The first visual art fellow for English Heritage and 2022 Turner Prize nominee, Ingrid Pollard MBE, is unveiling a new exhibition of her works.

There is Light in the Fissures opens on February 10 at Belsay Hall and Quarry Gardens.

The exhibition forms part of the charity's creative programme, resulting from a partnership with Newcastle University and supported by Bartlett Endowment Funding.

Ms Pollard’s installations for the exhibition are a culmination of a year-long fellowship, creating impressive interventions and installations throughout the historic site.

Among these is a grand installation: a massive stone segment, discovered on site, suspended at half a metre and cradled by ropes attached to the towering pillars of Belsay’s Greek revival hall.

Other innovative pieces include intricately designed paper fragments adorning the torn wallpaper in Belsay Hall's bedrooms, as well as strategically-placed mirrors hiding in plain sight within the Quarry Gardens.

Hexham Courant: The exhibition ends on July 14The exhibition ends on July 14 (Image: English Heritage)

These artistic expressions delve into the history of the landscape, with particular emphasis on the sandstone the hall and quarry are crafted from.

Ms Pollard said: “The prospect of working at Belsay Hall was tantalising from the very beginning.

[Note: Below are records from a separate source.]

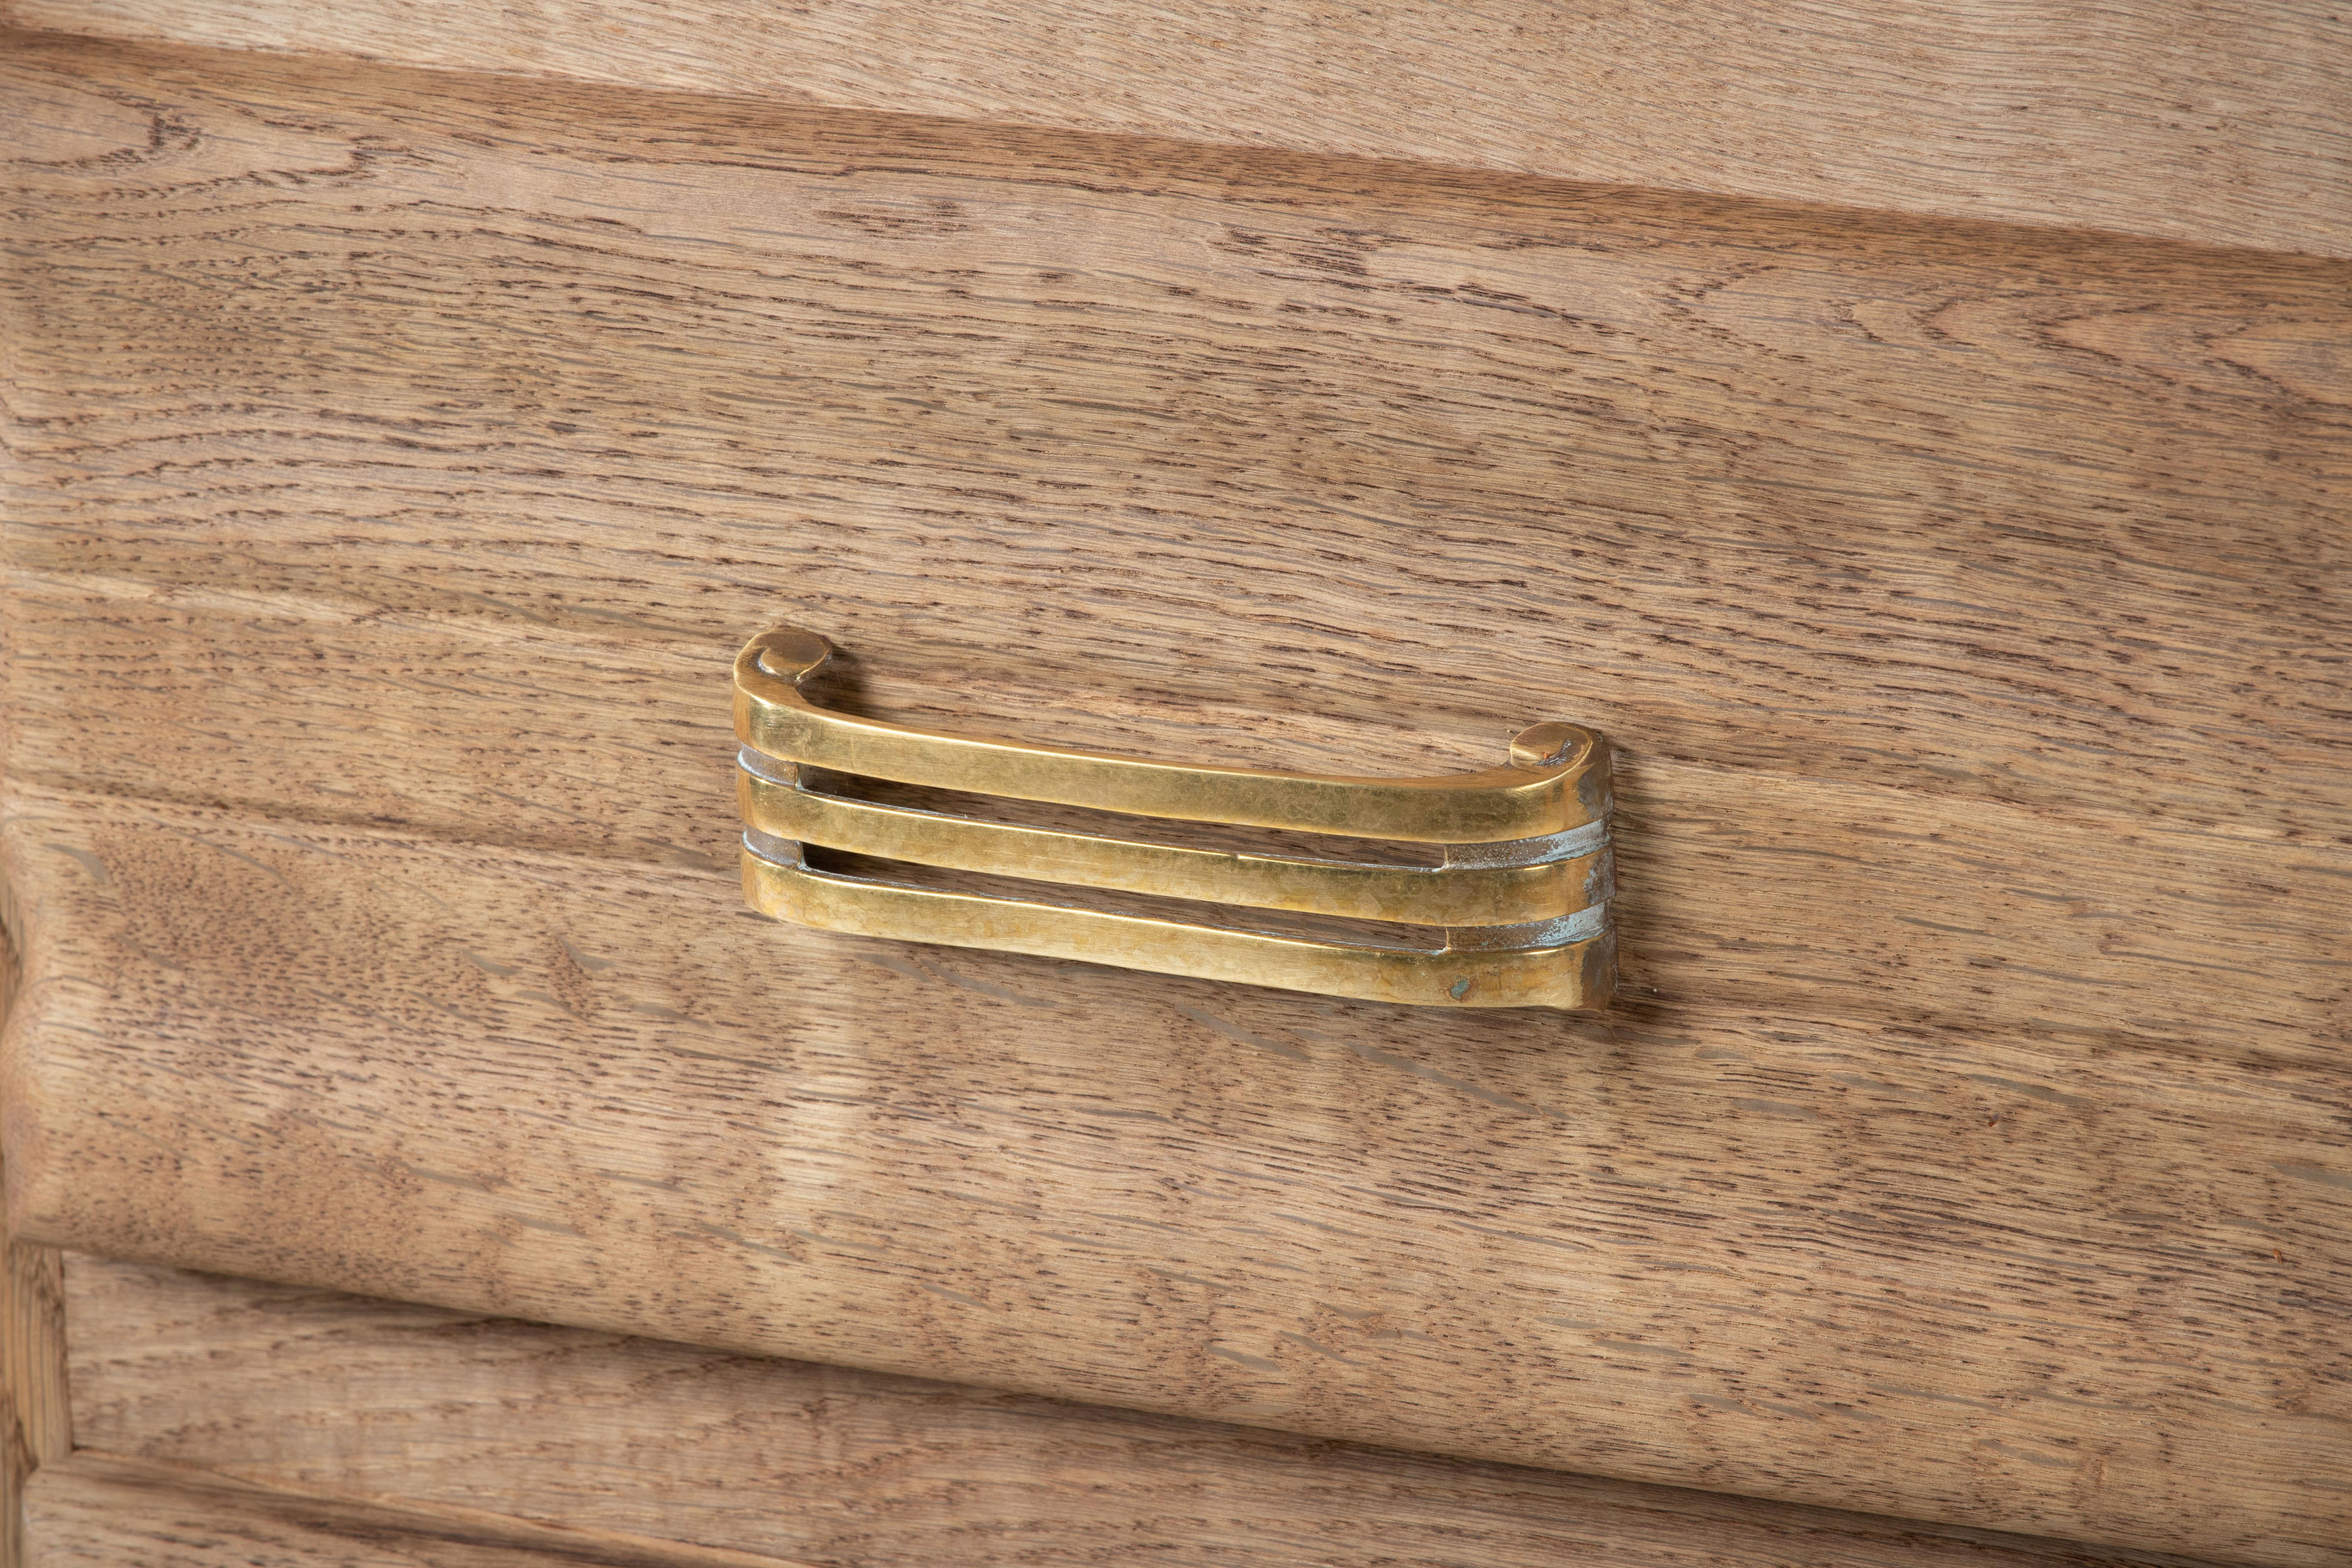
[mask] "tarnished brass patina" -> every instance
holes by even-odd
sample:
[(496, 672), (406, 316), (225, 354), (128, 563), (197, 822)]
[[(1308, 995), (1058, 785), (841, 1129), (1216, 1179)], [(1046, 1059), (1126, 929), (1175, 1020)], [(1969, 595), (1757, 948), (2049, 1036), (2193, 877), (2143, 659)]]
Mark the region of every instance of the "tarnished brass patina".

"It’s almost magical landscape led me down the pathways of sound, magic and performance and I found myself excited by the idea of bringing parts of this wonderland inside.

"The lines of enquiry that I have followed are many and, in some cases, surprising. I am looking forward to showing people what I have found.”

Belsay Hall, with its massive 14th century tower, a Jacobean mansion, an elegant Classical Greek Revival villa and 20 acres of unique gardens, presents a rich source of inspiration.

Penelope Sexton, English Heritage’s senior creative programme manager, said: “The castles, Abbeys and stately homes of England have a long history of inspiring great works of art, but English Heritage’s new creative programme wants artists to look at these wonderful old buildings in new ways.

"Ingrid Pollard has spent the past year doing just that, and it has been so interesting to watch her tease out the layers of history at Belsay, ones that don’t necessarily fit in with the obvious narratives.”